The key elements of the Act include the following:
• The current income tax rates will be retained for two years (2011 and 2012), with a top rate of 35% on ordinary income and 15% on qualified dividends and long-term capital gains.
• Employees and self-employed workers will receive a reduction of two percentage points in Social Security tax in 2011, bringing the rate down from 6.2% to 4.2% for employees, and from 12.4% to 10.4% for the self-employed.
• A two-year AMT “patch” for 2010 and 2011 provides a modest increase in AMT exemption amounts and allows personal nonrefundable credits to offset AMT as well as regular tax.

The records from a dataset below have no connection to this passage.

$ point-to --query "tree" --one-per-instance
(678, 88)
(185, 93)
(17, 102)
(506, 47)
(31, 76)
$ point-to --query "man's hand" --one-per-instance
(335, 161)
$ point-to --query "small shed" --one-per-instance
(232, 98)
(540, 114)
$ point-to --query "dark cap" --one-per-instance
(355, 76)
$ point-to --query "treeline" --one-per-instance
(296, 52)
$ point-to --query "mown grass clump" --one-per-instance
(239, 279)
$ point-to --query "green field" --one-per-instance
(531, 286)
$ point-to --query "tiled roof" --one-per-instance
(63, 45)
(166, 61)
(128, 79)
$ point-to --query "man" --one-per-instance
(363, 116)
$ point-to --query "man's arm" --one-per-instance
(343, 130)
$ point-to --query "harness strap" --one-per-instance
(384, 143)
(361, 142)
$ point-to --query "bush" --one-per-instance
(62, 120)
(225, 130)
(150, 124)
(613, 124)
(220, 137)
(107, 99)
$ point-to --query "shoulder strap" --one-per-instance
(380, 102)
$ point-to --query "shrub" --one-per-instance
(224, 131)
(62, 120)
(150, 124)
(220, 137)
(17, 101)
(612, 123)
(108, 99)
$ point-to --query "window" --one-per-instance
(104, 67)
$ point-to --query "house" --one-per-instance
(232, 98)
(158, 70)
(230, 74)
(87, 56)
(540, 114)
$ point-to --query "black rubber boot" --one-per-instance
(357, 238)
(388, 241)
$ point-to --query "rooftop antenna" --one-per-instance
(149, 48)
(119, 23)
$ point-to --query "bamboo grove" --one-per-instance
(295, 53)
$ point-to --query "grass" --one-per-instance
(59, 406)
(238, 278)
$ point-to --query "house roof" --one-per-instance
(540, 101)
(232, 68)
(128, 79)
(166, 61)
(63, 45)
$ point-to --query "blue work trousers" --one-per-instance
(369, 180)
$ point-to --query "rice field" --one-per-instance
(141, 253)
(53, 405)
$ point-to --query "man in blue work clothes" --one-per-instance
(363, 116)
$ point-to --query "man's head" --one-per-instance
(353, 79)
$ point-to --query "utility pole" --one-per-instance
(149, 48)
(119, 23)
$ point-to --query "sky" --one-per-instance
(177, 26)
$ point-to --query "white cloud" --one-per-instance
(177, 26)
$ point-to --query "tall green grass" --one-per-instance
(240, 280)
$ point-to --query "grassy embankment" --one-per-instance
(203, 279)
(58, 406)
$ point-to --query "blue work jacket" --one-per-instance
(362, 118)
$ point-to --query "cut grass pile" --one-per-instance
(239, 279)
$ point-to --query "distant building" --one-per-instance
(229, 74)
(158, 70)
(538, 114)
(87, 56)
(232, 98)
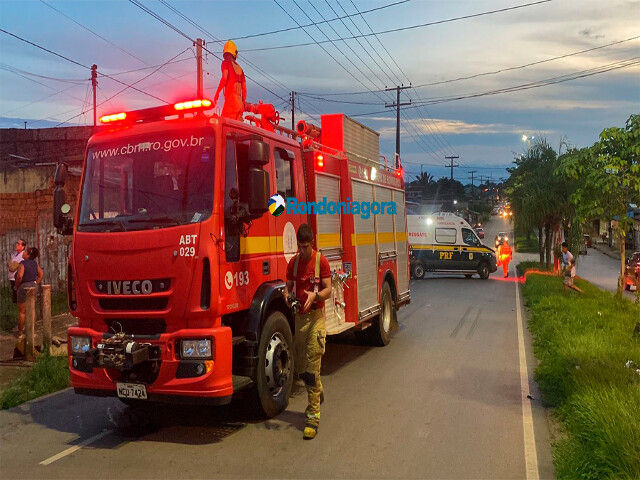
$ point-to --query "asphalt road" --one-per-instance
(445, 399)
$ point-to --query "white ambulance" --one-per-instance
(445, 243)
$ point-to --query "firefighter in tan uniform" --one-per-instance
(233, 82)
(309, 280)
(505, 255)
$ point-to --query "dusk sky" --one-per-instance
(445, 49)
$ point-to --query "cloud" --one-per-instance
(587, 33)
(439, 126)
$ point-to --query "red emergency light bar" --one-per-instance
(158, 113)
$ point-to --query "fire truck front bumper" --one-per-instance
(186, 366)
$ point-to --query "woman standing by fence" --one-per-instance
(29, 275)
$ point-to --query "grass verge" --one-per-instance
(583, 342)
(49, 374)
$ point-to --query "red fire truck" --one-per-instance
(177, 266)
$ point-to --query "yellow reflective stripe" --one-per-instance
(257, 245)
(450, 247)
(329, 240)
(386, 237)
(363, 239)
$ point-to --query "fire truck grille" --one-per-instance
(136, 326)
(137, 303)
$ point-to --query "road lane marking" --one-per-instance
(75, 448)
(474, 325)
(460, 323)
(530, 453)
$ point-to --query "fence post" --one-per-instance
(30, 325)
(46, 318)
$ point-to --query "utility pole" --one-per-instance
(199, 43)
(452, 165)
(397, 106)
(293, 110)
(472, 172)
(94, 84)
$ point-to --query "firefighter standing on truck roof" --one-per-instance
(233, 82)
(505, 255)
(309, 278)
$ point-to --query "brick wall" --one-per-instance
(26, 193)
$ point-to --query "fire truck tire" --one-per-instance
(383, 323)
(274, 376)
(418, 270)
(483, 270)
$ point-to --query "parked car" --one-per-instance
(501, 238)
(632, 271)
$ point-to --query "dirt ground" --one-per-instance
(10, 367)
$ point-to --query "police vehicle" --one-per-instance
(445, 243)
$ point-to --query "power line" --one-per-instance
(9, 68)
(318, 23)
(206, 32)
(411, 27)
(400, 82)
(127, 87)
(100, 36)
(541, 83)
(75, 63)
(502, 70)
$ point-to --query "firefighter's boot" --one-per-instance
(311, 327)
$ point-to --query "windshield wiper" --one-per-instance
(96, 223)
(165, 219)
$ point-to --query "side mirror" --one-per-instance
(258, 153)
(61, 175)
(61, 209)
(258, 188)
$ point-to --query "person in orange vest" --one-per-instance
(505, 255)
(233, 82)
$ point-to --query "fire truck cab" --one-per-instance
(177, 267)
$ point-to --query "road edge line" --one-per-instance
(75, 448)
(530, 452)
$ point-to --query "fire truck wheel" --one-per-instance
(418, 270)
(383, 323)
(483, 270)
(275, 365)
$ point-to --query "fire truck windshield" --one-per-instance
(156, 181)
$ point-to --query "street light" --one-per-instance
(528, 139)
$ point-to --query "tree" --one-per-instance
(608, 178)
(538, 198)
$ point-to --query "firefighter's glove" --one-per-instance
(311, 297)
(293, 303)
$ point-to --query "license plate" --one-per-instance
(131, 390)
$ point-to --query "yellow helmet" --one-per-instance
(231, 48)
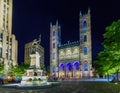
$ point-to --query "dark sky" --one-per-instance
(33, 17)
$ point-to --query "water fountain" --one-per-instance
(34, 76)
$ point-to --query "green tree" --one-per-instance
(109, 59)
(18, 71)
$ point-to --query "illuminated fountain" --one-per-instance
(34, 75)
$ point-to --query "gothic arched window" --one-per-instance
(54, 69)
(84, 24)
(85, 38)
(85, 67)
(85, 50)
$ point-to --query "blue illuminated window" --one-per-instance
(85, 38)
(53, 45)
(53, 56)
(53, 33)
(84, 24)
(54, 69)
(85, 50)
(84, 30)
(85, 67)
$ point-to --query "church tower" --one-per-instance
(85, 44)
(55, 42)
(8, 42)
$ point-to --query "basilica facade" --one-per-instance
(73, 59)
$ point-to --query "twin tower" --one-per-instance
(73, 59)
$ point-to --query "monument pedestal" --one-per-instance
(34, 75)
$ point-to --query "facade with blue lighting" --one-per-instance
(73, 59)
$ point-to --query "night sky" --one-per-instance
(33, 17)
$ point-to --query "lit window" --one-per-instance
(53, 33)
(84, 24)
(8, 2)
(85, 50)
(85, 38)
(53, 56)
(0, 51)
(1, 36)
(53, 45)
(53, 69)
(84, 30)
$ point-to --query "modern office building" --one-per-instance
(73, 59)
(8, 42)
(28, 51)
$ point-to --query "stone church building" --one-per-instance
(73, 59)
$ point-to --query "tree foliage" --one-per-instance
(108, 61)
(18, 71)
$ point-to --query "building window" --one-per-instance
(84, 24)
(85, 50)
(1, 36)
(8, 2)
(53, 45)
(85, 67)
(85, 38)
(84, 30)
(54, 69)
(7, 39)
(0, 51)
(53, 56)
(53, 33)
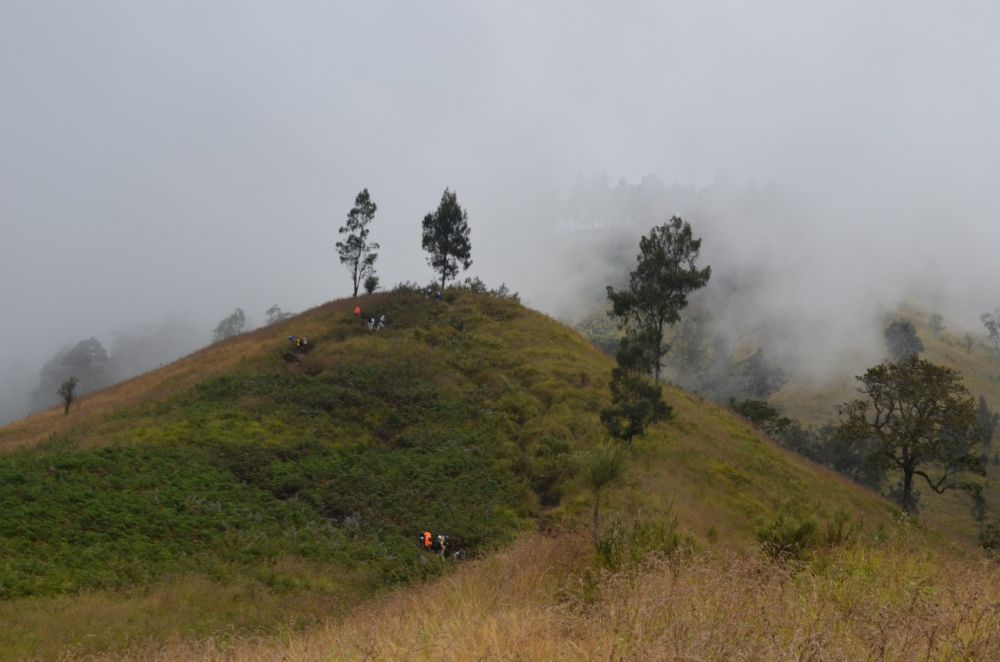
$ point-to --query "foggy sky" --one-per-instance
(186, 158)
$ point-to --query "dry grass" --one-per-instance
(541, 600)
(157, 385)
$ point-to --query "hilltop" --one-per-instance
(246, 487)
(815, 403)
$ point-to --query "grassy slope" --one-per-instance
(235, 490)
(816, 404)
(541, 600)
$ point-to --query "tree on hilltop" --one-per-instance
(446, 238)
(936, 322)
(230, 326)
(987, 421)
(665, 274)
(356, 252)
(901, 340)
(67, 391)
(921, 421)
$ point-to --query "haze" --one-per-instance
(175, 160)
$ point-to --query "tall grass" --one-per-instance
(872, 601)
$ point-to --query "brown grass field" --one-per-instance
(542, 600)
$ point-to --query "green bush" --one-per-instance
(789, 538)
(627, 541)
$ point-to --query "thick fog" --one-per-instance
(162, 163)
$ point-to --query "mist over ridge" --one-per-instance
(185, 159)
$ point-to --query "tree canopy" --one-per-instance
(355, 251)
(230, 326)
(918, 419)
(446, 238)
(901, 340)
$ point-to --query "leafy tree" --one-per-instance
(601, 466)
(936, 322)
(901, 340)
(446, 238)
(356, 252)
(87, 361)
(992, 324)
(67, 393)
(230, 326)
(665, 274)
(276, 314)
(921, 421)
(636, 404)
(987, 421)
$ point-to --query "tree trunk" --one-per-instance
(597, 519)
(657, 355)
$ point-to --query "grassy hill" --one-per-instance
(816, 404)
(246, 489)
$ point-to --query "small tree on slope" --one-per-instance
(921, 421)
(355, 251)
(446, 238)
(665, 274)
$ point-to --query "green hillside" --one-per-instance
(247, 488)
(816, 404)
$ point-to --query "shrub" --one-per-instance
(789, 538)
(627, 541)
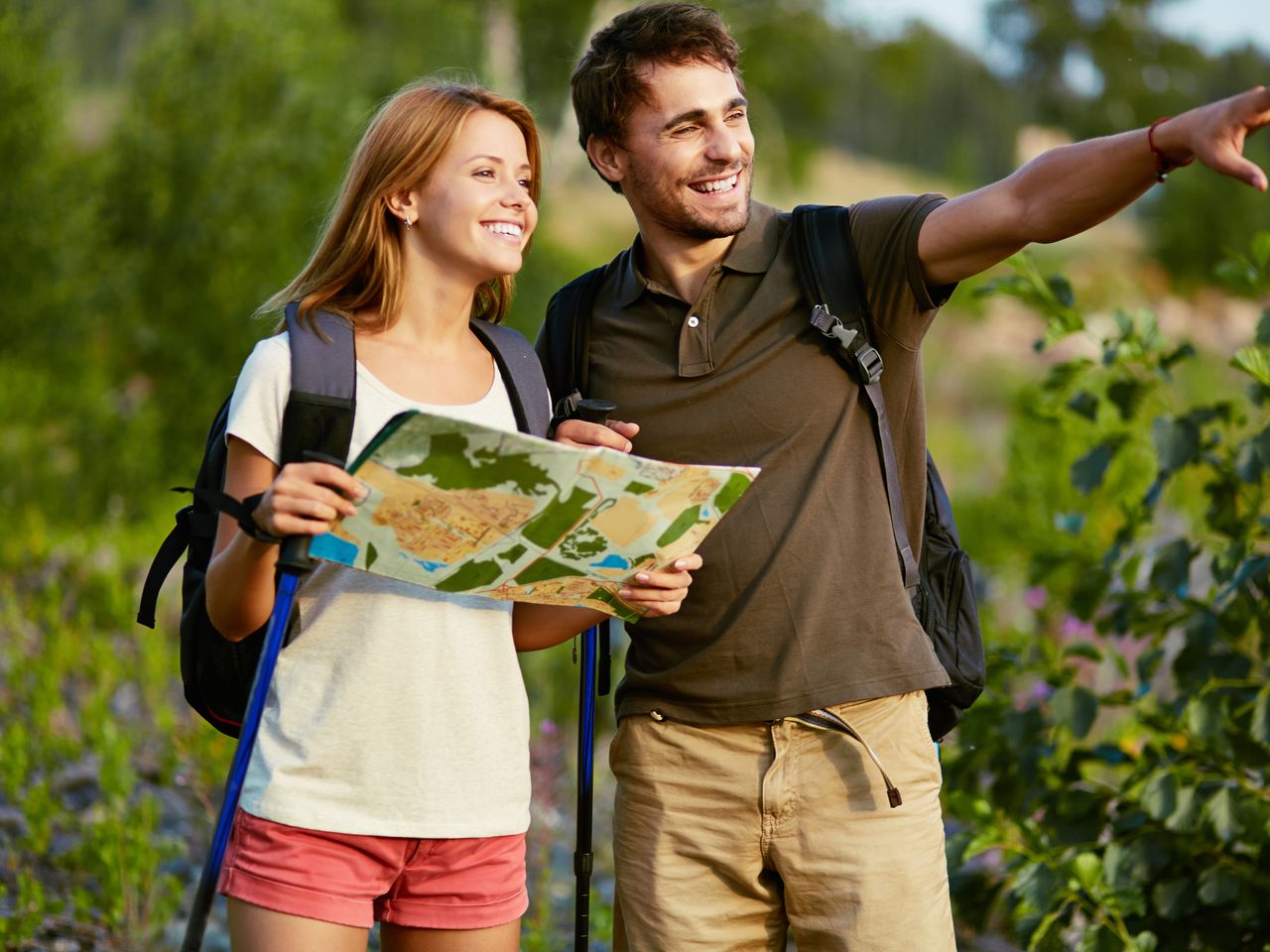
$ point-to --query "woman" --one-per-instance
(390, 778)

• Key tax credits for working families that were enacted or expanded in the American Recovery and Reinvestment Act of 2009 will be retained. Specifically, the new law extends the $1,000 child tax credit and maintains its expanded refundable feature for two years, extends rules expanding the earned income credit for larger families and married couples, and extends the higher education tax credit (the American Opportunity tax credit) and its partial refundable feature for two years.
• Businesses can deduct 100% of their new equipment and machinery purchases, effective for property placed in service after September 8, 2010 and through December 31, 2011. For property placed in service in 2012, the new law provides for 50% additional first-year depreciation.
• Certain recurring extenders are again extended for two years, retroactively to 2010 and through the end of 2011. These include: the election to take an itemized deduction for state and local general sales taxes in lieu of the itemized deduction for state and local income taxes; the $250 above-the-line deduction for certain expenses of elementary and secondary school teachers; and the research credit.
• After a one-year hiatus, the estate tax will be reinstated for 2011 and 2012, with a top rate of 35%. The exemption amount will be $5 million per individual in 2011 and will be indexed to inflation in following years. Estates of people who died in 2010 can choose to follow either 2010's or 2011's rules. (For more details, see our separate Client Alert entitled “Revisions to Federal Estate, Gift and Generation-Skipping Transfer Taxes.”)
Unfortunately, the Act does not repeal the controversial expansion of Form 1099 reporting requirements. It also does not extend the Build America Bonds program, which permits state and local governments to issue federally-subsidized municipal bonds.